They Were Divided - Miklos Banffy [48]
He took out the gun and put it together. It was so perfectly made, as neat as any chronometer, that it opened noiselessly and the stock and barrel fitted together with a barely perceptible click. Slight though this was the sound made Laszlo shudder, for it reminded him of the countless times he had heard the same sound, without then even noticing it, at the great annual shoots at the Szent-Gyorgyis’ or the Kollonichs’; and now it was like a great chime of bells from some infinite distance, from a past which was no more. Quickly Laszlo took the gun apart again and put it hurriedly back in its case. He knew he had to get rid of it as quickly as possible.
Grabbing his hat and jacket he ran out of the house like a man pursued.
For a little while Laszlo followed the road through the village, and then he turned off down a track that led to the old fuller’s mill on the banks of the Szamos where there lived a man called Fabian. He was known only by his first name for being of Czech or Moravian origin his family name was Szprnad and no one at Kozard could pronounce it properly. He was obviously rich and so had been known as ‘The Millionaire’ ever since he had arrived in the village a year before. As well as the mill he had bought up a wool-combing business and had also built himself an oil-press. He seemed to be half peasant and half townsman and had come from Borgo where, people said, his father had kept an inn. It was soon obvious that he was an astute businessman: he was also a great drinker and sometimes would carouse so long with his friends that the entire supply of beer in the village was consumed and more had to be sent for in a hurry.

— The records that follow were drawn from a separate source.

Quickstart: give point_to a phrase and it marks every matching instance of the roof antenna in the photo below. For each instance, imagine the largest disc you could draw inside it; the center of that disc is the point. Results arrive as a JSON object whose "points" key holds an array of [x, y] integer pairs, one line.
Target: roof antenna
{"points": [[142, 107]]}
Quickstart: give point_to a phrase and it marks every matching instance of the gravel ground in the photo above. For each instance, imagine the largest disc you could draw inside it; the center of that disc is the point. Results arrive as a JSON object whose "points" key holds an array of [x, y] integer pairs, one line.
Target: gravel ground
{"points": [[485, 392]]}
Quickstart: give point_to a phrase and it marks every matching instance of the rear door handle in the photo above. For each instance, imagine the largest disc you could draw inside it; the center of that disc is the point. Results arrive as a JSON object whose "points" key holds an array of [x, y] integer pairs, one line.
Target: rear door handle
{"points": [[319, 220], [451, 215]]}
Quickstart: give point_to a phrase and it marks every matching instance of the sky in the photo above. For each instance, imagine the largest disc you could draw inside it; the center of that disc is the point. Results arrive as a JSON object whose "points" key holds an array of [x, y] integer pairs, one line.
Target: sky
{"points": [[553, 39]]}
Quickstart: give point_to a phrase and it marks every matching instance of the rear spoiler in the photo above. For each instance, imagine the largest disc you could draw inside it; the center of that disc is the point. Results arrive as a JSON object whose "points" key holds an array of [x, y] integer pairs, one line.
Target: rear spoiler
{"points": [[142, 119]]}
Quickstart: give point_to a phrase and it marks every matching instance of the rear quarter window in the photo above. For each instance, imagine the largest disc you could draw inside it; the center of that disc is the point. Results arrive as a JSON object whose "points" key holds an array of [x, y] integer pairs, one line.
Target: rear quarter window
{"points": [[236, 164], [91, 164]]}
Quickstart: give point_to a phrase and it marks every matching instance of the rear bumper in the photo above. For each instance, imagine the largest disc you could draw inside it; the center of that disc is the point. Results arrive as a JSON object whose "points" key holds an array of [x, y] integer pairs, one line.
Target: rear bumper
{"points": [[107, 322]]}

Laszlo had first met him in Bischitz’s shop and the newcomer had at once bought him so many tots of brandy that Laszlo had passed out and had to be carried home. Fabian had knocked back just as much, but it had not seemed to have any effect on him and indeed he hardly blinked even after more than a dozen gills of the strongest brand. Since that day the two men had formed a sort of drinking friendship – it had no other basis – and from time to time Fabian would carry Laszlo off to Szamos-Ujvar for an orgy of drink and gypsy music and sex with the town whores which would last well into the next day. The local tarts were what one might expect in such a small provincial backwater and as for the gypsies they came mostly from the poorest of their kind whose families scratched a living digging clay. This is what Fabian enjoyed for he could only relax in the sort of company where the music was unbelievably noisy, where he could tear off all his clothes and where the women were fat.
Laszlo went down the little path that had been trodden in the snow until he could see a faint glimmer of light from the fuller’s window. The throb of the oil press was like a giant’s heartbeat, and Laszlo, knowing that Fabian was often away travelling, prayed that this time he would find him at home.
He was just in time, for round the corner came Fabian driving his sturdy little cart. The fuller was of medium height and broad of shoulder. A white sheepskin hat covered his shaven head and he wore a beard that was trimmed round the corners of his mouth as far back as the ears so as to show off his wide black moustaches of which he was very proud. His thick fleshy exceptionally red lips were full of life and vigour and all the hair on his face seemed to be brushed horizontally sideways. He stopped the cart and greeted Laszlo boisterously.
‘What’s this, Count? Coming to pay a visit? That’s wonderful!’ he shouted in a voice of thunder and, although he spoke Hungarian fluently, one could tell from the long-drawn-out vowels that it was not his mother tongue. ‘I’ll drive you home,’ he went on, ‘but I can’t stop as I’ve been asked to supper at Iklod.’ And he shoved out a giant fist and pulled Gyeroffy up beside him as if he had weighed no more than a feather. They drove on slowly for the road was all soft snow and mud.
Laszlo said he wanted to sell his gun, a valuable one, made in England.